D-303 approves deficit budget for fiscal 2013-14

Published: Tuesday, Aug. 13, 2013 5:30 a.m. CDT • Updated: Tuesday, Aug. 13, 2013 5:50 a.m. CDT

ST. CHARLES – St. Charles School District 303 board members Monday approved a budget for fiscal 2013-14 with a little more than a $495,000 deficit, despite achieving some financial goals.

Those goals included a tax abatement of debt service that saved the district $2.5 million, and the district also is poised to see its debt service drop in the future.

School officials anticipate revenues to total $205,099,250 for that fiscal year, with expected expenditures to total $205,594,600. Officials anticipate a year-end deficit of $495,350, leaving more than $73 million in the district’s fund balance. The budget reflects a 2.13 percent increase in expenditures over the previous year.

The board also approved a budget for the Mid-Valley Special Education Cooperative for fiscal 2013-14. The total $15,724,219 budget reflects an 18 percent reduction from the previous year.
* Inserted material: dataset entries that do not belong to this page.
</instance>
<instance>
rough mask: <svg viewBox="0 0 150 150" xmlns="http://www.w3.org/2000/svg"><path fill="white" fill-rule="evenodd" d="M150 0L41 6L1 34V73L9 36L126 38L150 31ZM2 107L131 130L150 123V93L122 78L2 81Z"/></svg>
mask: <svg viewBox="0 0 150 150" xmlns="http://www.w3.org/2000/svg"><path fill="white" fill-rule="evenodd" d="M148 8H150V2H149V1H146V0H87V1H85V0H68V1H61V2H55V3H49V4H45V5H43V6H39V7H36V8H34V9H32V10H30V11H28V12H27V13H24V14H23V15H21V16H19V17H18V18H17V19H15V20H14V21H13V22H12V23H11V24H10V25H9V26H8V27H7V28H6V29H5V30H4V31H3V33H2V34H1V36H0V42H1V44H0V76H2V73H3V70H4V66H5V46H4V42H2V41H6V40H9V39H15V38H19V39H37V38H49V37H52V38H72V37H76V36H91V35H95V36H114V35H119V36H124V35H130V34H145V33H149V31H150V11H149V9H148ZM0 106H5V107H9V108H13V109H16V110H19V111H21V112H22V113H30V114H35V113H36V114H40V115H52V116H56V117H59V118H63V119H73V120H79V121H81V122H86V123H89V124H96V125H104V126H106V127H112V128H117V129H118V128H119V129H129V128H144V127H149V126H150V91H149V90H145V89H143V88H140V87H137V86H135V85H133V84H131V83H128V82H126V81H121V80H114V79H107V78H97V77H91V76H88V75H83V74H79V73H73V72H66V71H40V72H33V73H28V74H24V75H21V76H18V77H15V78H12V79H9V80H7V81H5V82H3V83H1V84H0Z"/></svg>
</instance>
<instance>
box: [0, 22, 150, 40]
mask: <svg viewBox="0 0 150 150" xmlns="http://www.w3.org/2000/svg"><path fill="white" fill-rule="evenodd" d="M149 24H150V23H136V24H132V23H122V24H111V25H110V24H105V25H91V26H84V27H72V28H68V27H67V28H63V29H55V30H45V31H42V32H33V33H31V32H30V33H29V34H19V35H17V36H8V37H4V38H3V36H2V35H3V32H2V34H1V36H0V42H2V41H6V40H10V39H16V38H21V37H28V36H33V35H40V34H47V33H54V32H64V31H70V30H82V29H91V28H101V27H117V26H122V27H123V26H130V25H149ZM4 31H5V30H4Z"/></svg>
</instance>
Enrollment, however, is expected to increase by 17 students from the previous year.

As trial testimony concluded earlier this month involving District 303, one person spoke out Monday during the public comment period and one board member addressed some issues involving the Richmond and Davis elementary schools.

A group of parents filed a lawsuit in 2011, weeks after the school board approved a now-implemented plan for Davis and Richmond elementary schools. Davis became a K-2 school, and Richmond – which had repeatedly failed to meet academic standards – became a school for third-, fourth- and fifth-graders. Richmond also adopted other changes, including a longer school day.

The parents allege D-303 acted illegally and in contradiction of Illinois School Code regulations.

Karla Kurinsky of St. Charles on Monday asked Superintendent Don Schlomann how adequate yearly progress wouldn’t be affected by the merging of the two schools when that was brought up repeatedly at meetings. She said she found it “particularly disheartening” that Schlomann stated that parents simply didn’t want their children attending a “diverse school” when many parents had raised a number of legitimate concerns, including AYP.

Toward the end of the meeting, board member Ed McNally expressed concerns about students’ math scores at the schools. He said students who had no risk factors scored about 10 percentage points behind the entire district in math at Richmond, and 13 percentage points behind at Davis.

“That is a concern that we’re that far behind in those two buildings in math,” he said.